The two current classes of drugs, small molecules and biologics, are limited in that they can only target 20% of all proteins. Stapled peptides could allow a wider range of proteins to be used in drug-targeting. They are currently in clinical trials for the inhibition of a BCL-2 family protein, oncogene MCL-1, using an exclusive inhibitor, the MCL-1 BH3 helix, which could unblock caspase-dependent apoptosis in cancer cells (paper).

Sunday, February 06, 2011

Synbio update: reference standards, protein fusions, and bioscaffolds

One of the core tools developed and used by synthetic biologists is the Registry of Standard Biological Parts which has over 5,000 available parts (paper). A contemporary research focus is on improving methods for working with the standardized parts. Three recent innovations are described below.
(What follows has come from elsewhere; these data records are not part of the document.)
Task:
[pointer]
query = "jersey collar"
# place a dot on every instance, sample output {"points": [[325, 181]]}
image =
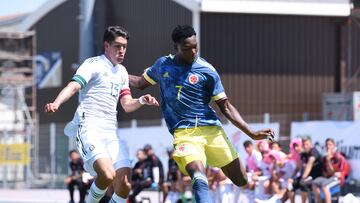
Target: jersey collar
{"points": [[109, 62]]}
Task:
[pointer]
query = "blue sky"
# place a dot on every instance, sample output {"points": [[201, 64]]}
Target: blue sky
{"points": [[9, 7]]}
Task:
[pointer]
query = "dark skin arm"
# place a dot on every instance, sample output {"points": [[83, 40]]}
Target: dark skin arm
{"points": [[138, 82], [235, 118]]}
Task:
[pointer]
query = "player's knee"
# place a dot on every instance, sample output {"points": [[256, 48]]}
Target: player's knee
{"points": [[240, 181], [108, 175]]}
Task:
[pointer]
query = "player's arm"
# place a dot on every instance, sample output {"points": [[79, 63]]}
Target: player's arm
{"points": [[235, 118], [138, 82], [62, 97], [130, 104]]}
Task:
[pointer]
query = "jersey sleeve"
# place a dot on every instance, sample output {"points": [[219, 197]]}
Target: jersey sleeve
{"points": [[215, 86], [84, 73], [125, 89], [151, 74]]}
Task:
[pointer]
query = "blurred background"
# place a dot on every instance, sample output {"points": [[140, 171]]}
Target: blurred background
{"points": [[283, 63]]}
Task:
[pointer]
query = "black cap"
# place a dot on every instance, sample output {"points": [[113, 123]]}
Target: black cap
{"points": [[147, 147], [170, 150]]}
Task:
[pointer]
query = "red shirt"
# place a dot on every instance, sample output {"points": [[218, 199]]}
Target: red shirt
{"points": [[337, 162]]}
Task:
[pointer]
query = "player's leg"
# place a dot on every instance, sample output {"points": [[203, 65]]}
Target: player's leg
{"points": [[222, 154], [92, 148], [121, 162], [121, 185], [235, 171], [190, 156], [200, 184], [70, 187], [105, 175]]}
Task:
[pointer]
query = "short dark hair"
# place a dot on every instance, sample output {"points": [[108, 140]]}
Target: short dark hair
{"points": [[182, 32], [330, 140], [247, 143], [72, 151], [112, 32], [274, 143], [147, 147], [306, 138]]}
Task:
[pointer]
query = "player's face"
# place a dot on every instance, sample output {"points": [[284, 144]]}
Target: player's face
{"points": [[330, 146], [249, 149], [116, 50], [74, 156], [187, 50], [297, 148], [140, 155]]}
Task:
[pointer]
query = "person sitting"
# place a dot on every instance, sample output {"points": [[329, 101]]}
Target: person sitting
{"points": [[311, 166], [76, 177], [334, 172]]}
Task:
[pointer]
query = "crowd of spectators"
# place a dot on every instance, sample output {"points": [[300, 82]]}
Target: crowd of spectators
{"points": [[273, 175]]}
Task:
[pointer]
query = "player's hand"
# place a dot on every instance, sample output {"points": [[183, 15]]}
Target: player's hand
{"points": [[263, 134], [149, 100], [51, 108]]}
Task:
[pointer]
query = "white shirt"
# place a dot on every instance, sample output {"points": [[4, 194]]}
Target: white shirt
{"points": [[102, 84]]}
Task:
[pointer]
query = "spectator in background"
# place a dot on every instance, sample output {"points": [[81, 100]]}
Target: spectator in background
{"points": [[220, 185], [276, 146], [252, 163], [311, 167], [253, 157], [75, 178], [334, 171], [295, 151], [173, 182], [157, 170], [141, 177]]}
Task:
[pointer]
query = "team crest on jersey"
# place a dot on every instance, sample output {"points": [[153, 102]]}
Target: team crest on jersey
{"points": [[193, 79], [91, 148]]}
1. In vivo reference standards
One advance is in establishing in vivo reference standards for the different biological parts. For example, the absolute activity of different promoters (gene transcription regulators) varies across experimental conditions and measurement instruments. Variation in promoter activity was reduced 50% by using a selected promoter as an in vivo reference standard against which other promoters were measured (paper).

2. Construction of protein fusions
Another advance is in allowing the construction of protein fusions. This is not feasible in the current assembly standard due to an unfavorable scar sequence that encodes an in-frame stop codon. Restriction enzymes BglII and BamHI are employed in a new assembly standard that replaces the scar sequence with a generally innocuous glycine-serine peptide linker (paper).

3. Rapid circuit generation with BioScaffolds
A third advance is in the creation of a new part, a BioScaffold, that can be used in the rapid generation of synthetic biological circuits. The BioScaffold can be inserted into cloning vectors and excised from them to leave a gap into which other DNA elements can be placed. Targeted circuit modification simplifies and speeds up the iterative design-build-test process through the direct reuse of existing circuits (paper).